Let us return to the beginning.

In the beginning, all syntaxes were specified in ASN.1 by reference to
X.500. LDAP tried to give these a friendly face by defining human-readable
encodings, the so-called 'string' encodings. I believe that 'string' in LDAP
means human-readable.

I don't see how string-encoding can encompass binary syntaxes. If ASN.1
syntaxes are string encodings then what could a document called 'A string
encoding for dustinguished names' actually be trying to do - all
distinguished names carried in protocol (DAP, here!) would be string
encodings by virtue of being BER encoded.

The reference to RFC 2251, 4.1.6 seems to be tautological: it says that RFC
2251 does not define string encodings for attributes.

But you are correct when you say that binary and string encodings are
carried in the same way in the protocol. This is syntactically correct but
not semantically correct in that many atrtributes have an ASN.1
representation but only the string representation can normally be used.

Ron.

PS RFC 2251 does not define 'string encoding' though it uses the term
(loosely) in 4.1.6. It does define binary encoding (4.1.5.1).

-----Original Message-----
From: Kurt D. Zeilenga [mailto:Kurt@OpenLDAP.org]
Sent: Thursday, 25 January 2001 12:55
To: Ramsay, Ron
Cc: Mark Smith; Jim Sermersheim; ietf-ldapbis@OpenLDAP.org
Subject: RE: AttributeTypeValue and binary


At 12:21 PM 1/25/01 +1100, Ramsay, Ron wrote:
>I am surprised that you refer to the binary syntax as having a defined
>string encoding. This seems to imply new meanings for both 'defined' and
>'string' and a possibly ambiguous use of 'encoding'.

RFC 2251, 4.1.6:
   The definition of string encodings for different syntaxes and types
   may be found in other documents, and in particular [5].
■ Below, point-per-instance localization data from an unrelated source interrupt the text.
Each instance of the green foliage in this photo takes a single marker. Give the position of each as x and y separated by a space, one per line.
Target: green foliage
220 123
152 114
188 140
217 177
I am using "string encoding" as used in RFC 2251.  I note
that there is no need to mention the binary syntax within
RFC 2251 as its transfer within the protocol is no different
from any other attribute type syntax which has a defined
string encoding.  I qualify with "defined" as some syntaxes,
such as ACI Item, have no specified string encoding.